A CLASS OF STEGANOGRAPHIC PROTOCOLS

Minimum Protocols for the Insertion of Messages
into Random or Pseudorandom Data

(Posted to sci.crypt.research, 29th Nov 1994)

[The term STEGOTEXT has been coined to denote the result of a Steganographic process - cf Ciphertext]

1. INTRODUCTION

Steganography is the art of hiding one message in another. In this note, the host message is defined as a block of random data - available to both sender and receiver. This, arguably, also classifies the following schemes as varieties of stream cipher.

One use of this class could be to foil traffic analysis - the sender can automatically queue messages, randomise the apparent message rate and adjust the actual message rate accordingly. This assumes sufficient bandwidth to cope with messaging requirements.

2. SCOPE

These comments apply to a group of protocols that embed a message, one bit at a time, in a block of (pseudo)random data. Implicit in these schemes is that both the sender and receiver have copies of, or can synthesise, the random data stream.

The message should be compressed and then ciphered using standard techniques before the steganography is applied. The more random the message appears, the more difficult the attack will be. The requirement for message randomness may be fulfilled by a relatively weak cipher in this context.

It is also assumed that the ratio of message to random data is quite low ie less than 1:10.

3. GENERAL

The more protocol information embedded in a stegotext the more danger there is of a compromise of the message.

The sender must be able to vary certain parameters of the stegotext such as the message to random data ratio. This imposes limits on any implied protocols.

Factors effecting these parameters could be message randomness, the randomness of the 'random data', storage capacity, transmission channel capacity, the time taken for transmission and maintaining constant or confusing levels of traffic.
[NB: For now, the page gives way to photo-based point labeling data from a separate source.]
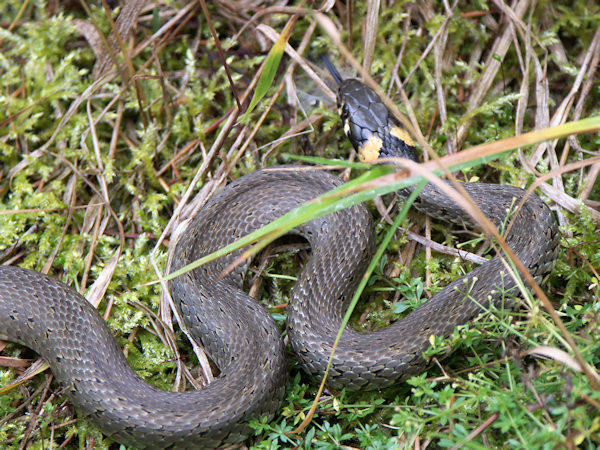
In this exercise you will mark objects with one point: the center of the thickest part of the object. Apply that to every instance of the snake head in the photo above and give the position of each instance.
(371, 127)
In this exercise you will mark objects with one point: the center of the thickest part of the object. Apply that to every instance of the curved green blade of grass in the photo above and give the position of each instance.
(365, 187)
(270, 67)
(359, 290)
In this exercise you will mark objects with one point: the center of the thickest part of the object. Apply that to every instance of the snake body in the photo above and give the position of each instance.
(238, 334)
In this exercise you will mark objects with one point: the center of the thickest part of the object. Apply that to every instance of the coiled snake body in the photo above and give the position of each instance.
(238, 334)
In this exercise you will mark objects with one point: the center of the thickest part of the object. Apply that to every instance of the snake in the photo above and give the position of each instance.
(239, 335)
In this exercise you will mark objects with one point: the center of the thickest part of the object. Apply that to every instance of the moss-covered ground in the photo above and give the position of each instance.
(95, 157)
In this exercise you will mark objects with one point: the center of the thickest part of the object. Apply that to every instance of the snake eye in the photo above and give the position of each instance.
(344, 112)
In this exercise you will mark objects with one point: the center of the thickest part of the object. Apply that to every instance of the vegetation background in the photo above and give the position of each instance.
(100, 139)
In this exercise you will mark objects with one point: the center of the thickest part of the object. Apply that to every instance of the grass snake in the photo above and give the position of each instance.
(238, 334)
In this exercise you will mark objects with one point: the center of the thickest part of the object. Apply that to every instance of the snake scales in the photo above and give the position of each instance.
(238, 334)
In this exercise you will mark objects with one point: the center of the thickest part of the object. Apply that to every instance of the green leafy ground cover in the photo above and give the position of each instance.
(140, 135)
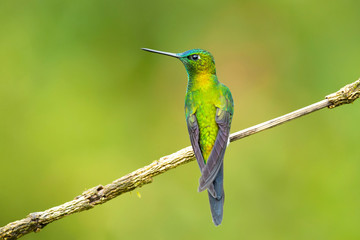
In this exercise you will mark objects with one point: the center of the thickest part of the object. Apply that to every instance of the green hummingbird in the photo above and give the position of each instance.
(209, 108)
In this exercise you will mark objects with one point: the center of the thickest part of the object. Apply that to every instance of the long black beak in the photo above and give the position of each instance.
(161, 52)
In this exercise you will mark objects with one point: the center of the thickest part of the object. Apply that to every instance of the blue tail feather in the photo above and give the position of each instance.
(217, 204)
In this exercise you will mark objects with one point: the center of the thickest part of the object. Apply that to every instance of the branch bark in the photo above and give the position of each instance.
(34, 222)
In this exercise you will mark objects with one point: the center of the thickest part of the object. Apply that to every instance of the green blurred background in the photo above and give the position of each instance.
(82, 105)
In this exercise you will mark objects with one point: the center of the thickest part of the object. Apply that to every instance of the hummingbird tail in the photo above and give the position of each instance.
(217, 203)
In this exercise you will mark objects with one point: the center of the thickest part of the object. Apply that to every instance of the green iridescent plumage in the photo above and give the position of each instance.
(208, 109)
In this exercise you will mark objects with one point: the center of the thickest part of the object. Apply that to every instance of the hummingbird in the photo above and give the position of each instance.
(209, 109)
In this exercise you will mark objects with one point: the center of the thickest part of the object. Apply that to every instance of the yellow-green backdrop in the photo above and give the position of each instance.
(82, 105)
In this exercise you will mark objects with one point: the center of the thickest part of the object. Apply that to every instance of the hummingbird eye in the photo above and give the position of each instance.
(194, 57)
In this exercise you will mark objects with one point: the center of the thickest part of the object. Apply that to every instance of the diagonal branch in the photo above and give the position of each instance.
(34, 222)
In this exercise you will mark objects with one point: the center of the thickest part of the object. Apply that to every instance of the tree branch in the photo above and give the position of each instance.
(34, 222)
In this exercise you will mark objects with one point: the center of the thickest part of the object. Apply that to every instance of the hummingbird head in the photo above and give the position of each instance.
(196, 61)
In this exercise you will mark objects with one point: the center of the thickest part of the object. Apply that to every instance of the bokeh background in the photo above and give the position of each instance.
(82, 105)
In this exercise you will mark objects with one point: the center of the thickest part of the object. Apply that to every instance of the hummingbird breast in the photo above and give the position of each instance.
(208, 128)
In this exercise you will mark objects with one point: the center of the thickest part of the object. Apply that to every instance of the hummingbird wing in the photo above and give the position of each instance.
(193, 129)
(215, 160)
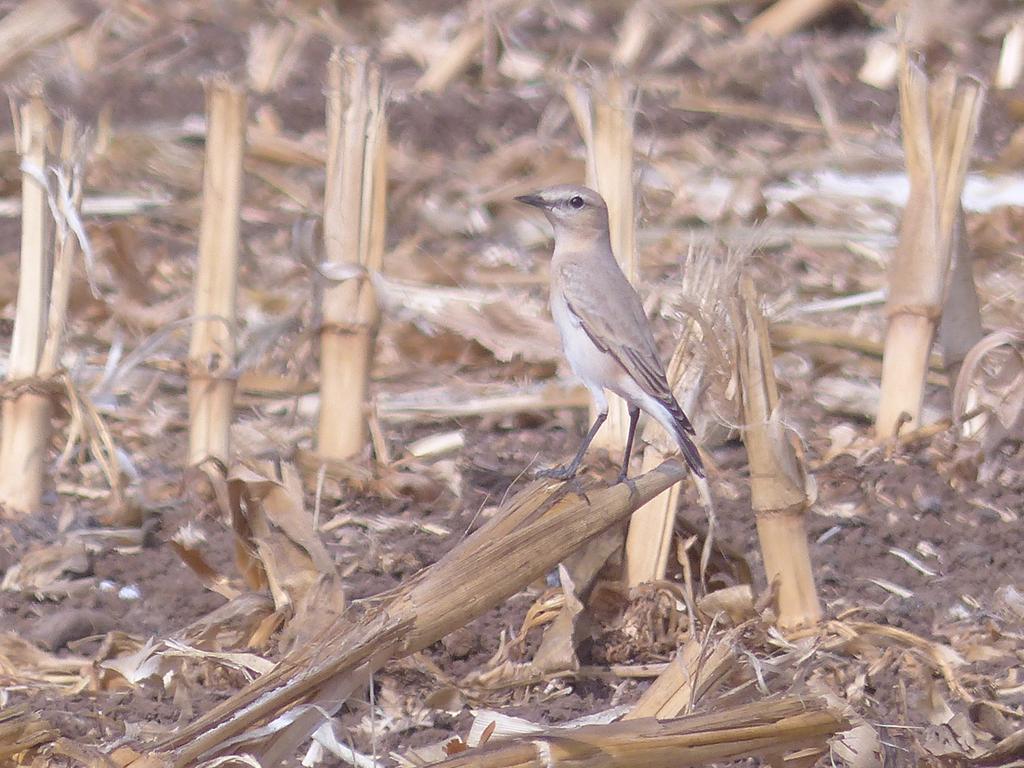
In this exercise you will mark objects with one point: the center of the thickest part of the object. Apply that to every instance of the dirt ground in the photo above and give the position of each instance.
(911, 537)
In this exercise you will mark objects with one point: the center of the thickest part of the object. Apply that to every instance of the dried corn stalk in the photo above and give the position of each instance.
(778, 485)
(992, 377)
(44, 280)
(605, 123)
(698, 373)
(939, 126)
(213, 348)
(766, 729)
(354, 217)
(692, 673)
(534, 530)
(785, 16)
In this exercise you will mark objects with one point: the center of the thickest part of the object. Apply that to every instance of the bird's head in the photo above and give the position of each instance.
(570, 208)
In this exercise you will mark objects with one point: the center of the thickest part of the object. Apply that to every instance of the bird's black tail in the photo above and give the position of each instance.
(683, 431)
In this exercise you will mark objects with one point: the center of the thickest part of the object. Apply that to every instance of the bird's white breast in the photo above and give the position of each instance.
(590, 364)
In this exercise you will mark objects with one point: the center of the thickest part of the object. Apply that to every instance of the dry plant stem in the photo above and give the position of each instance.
(939, 123)
(785, 16)
(212, 352)
(535, 529)
(761, 729)
(607, 132)
(690, 675)
(777, 484)
(354, 217)
(605, 123)
(27, 404)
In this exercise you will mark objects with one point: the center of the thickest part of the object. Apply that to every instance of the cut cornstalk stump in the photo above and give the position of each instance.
(354, 219)
(778, 484)
(939, 123)
(31, 374)
(213, 349)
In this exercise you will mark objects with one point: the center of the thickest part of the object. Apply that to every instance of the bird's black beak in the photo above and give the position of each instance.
(532, 200)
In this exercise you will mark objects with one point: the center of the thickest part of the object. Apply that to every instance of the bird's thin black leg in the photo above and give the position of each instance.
(569, 470)
(634, 417)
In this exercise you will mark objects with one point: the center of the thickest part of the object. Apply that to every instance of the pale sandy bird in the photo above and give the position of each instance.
(605, 333)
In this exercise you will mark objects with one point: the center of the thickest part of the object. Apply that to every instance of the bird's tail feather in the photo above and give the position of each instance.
(683, 430)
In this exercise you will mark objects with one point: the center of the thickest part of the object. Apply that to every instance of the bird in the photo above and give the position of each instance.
(605, 334)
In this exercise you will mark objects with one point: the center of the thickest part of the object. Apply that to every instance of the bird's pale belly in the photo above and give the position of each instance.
(590, 364)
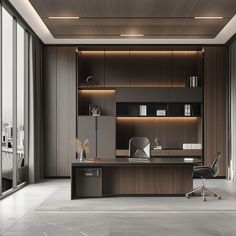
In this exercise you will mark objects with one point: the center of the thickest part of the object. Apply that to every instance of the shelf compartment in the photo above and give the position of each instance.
(165, 152)
(105, 99)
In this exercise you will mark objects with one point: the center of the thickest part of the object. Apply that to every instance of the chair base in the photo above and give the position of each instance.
(203, 191)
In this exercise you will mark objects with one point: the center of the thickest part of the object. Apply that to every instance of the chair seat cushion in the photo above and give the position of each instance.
(202, 172)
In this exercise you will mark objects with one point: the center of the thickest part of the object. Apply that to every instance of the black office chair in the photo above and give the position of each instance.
(139, 147)
(206, 172)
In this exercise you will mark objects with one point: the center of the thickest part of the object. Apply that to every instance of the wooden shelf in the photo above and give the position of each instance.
(165, 152)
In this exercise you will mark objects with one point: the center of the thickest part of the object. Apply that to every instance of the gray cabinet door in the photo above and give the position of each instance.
(87, 130)
(106, 141)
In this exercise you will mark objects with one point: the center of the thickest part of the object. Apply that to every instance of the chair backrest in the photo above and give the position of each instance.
(215, 167)
(139, 147)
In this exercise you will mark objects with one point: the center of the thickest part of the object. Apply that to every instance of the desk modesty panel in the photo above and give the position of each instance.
(121, 177)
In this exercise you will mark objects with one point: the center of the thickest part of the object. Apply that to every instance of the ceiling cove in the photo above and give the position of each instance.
(130, 22)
If the random data source is not random ie it is a distinct message such as a picture or a sound file, then the requirement would be to only modify certain bits in the file. An implicit protocol may use (say) the least significant bit of a 24-bit graphics file. This bit is probably a 'noise' bit anyway, but the protocol would have to use every least significant bit. The protocols described here allow the sender to randomly determine which bits are used.

Where there is a high random data to message ratio, the random data is totally exposed to analysis. Thus cryptographically very strong pseudorandom generators must be used.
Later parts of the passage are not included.